Bhaja Moshla: Roasted Spice Blend

Bhaja Moshla – The Mighty Masala.

Bhaja Moshla – the magical spice blend that can amp up the flavor quotient in a jiffy! Most Bengali families will have a stash of Bhaja Moshla in their pantry and add fat pinches of it to their every day cooking.

There are many versions of this magic masala. Some use cumin, fennel seeds and dried red chilies while others add Whole Garam Masala (Cinnamon, Clove & Green Cardamom) to theirs. Now I am a sucker for coriander. I love the burst of warm flavors it adds to any dish.  Along with cumin seeds, fennel seeds and red chilies, I add coriander seeds to my Bhaja Moshla blend.
I pick up most of my spices from Wholefoods which saves me a trip to the Indian grocery store which is a 20-minute drive away. Those who know me is privy to my pet peeve – I do not like driving long distances for everyday stuff.  I enjoy driving long distances but only when I am going on a trip! A trip to the grocery store most definitely does not fall into that category.
Growing up, whenever I got sick and refused to eat, my Ma would make me this flavorful bowlful of cubed boiled potatoes with couple of squeezes of lemon juice, hit it with a little salt and a generous sprinkle Bhaja Moshla on it. I think it was the aroma of the roasted spices that made me feel all better!

Bhaja Moshla

The stars of my Bhaja Moshla are – cumin, fennel seeds, coriander seeds and dried red chilies.

Ingredients:
  • 1 tbsp. of cumin
  • 2 dried red chilies
  • 1 tbsp. of coriander seeds
  • 1 tbsp. of fennel seeds
http://www.whiffofspice.com/2016/10/bhaja-moshla-masala-roasted-spice-blend.html

How to make Bhaja Moshla. The process could not be simpler.

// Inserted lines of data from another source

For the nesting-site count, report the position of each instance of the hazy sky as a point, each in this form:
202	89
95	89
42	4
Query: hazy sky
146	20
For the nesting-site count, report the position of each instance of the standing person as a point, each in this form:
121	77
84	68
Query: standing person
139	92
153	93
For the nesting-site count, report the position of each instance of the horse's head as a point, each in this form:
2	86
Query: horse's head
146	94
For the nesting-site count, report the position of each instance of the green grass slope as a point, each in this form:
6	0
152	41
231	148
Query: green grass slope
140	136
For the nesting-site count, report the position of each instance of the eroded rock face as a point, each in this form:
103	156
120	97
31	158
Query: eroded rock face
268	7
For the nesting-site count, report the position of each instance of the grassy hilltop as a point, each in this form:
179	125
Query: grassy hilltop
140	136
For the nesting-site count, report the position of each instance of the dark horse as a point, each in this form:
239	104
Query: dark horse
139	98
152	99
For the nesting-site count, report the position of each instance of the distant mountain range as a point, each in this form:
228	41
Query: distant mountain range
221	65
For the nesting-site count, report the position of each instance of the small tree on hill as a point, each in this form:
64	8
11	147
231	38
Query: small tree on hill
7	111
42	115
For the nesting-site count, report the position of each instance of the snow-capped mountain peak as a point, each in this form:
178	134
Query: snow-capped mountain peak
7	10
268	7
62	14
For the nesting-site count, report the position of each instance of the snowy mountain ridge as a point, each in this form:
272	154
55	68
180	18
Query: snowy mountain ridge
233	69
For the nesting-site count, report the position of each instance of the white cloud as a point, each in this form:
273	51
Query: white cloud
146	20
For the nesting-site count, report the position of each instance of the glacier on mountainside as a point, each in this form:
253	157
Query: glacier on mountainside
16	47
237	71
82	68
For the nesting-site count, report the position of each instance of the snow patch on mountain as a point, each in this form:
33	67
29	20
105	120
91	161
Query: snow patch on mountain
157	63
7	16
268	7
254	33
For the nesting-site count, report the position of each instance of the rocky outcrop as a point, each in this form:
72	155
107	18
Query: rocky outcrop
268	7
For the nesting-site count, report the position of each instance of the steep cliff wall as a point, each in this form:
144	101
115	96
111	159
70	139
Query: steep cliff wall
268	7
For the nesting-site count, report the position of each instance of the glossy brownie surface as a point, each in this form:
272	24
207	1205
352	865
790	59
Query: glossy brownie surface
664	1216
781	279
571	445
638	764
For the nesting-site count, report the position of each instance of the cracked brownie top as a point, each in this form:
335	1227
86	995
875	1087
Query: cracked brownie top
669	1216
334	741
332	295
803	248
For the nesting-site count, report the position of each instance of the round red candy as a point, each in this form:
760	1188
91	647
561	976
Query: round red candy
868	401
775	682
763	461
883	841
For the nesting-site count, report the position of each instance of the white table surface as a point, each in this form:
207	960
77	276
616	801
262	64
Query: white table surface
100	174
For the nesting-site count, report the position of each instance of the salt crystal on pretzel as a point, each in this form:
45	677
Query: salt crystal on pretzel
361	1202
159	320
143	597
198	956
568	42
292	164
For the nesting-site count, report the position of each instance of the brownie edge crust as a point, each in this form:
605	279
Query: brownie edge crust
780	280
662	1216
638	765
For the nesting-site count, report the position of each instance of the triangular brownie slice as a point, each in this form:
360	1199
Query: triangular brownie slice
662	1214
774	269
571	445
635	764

Heat a heavy bottom pan, and once its hot enough throw in the spices. Roast on medium high heat while stirring continuously till the aroma of  warm toasty spices surrounds you. Take the pan off the heat and transfer the spices to a bowl and let it cool down completely.
Once the spices have cooled down, use a spice grinder (I used my coffee grinder) to grind it into a fine powder. Store the leftover in a air-tight container for future use.
Sprinkle on whatever you want and enjoy the yumminess.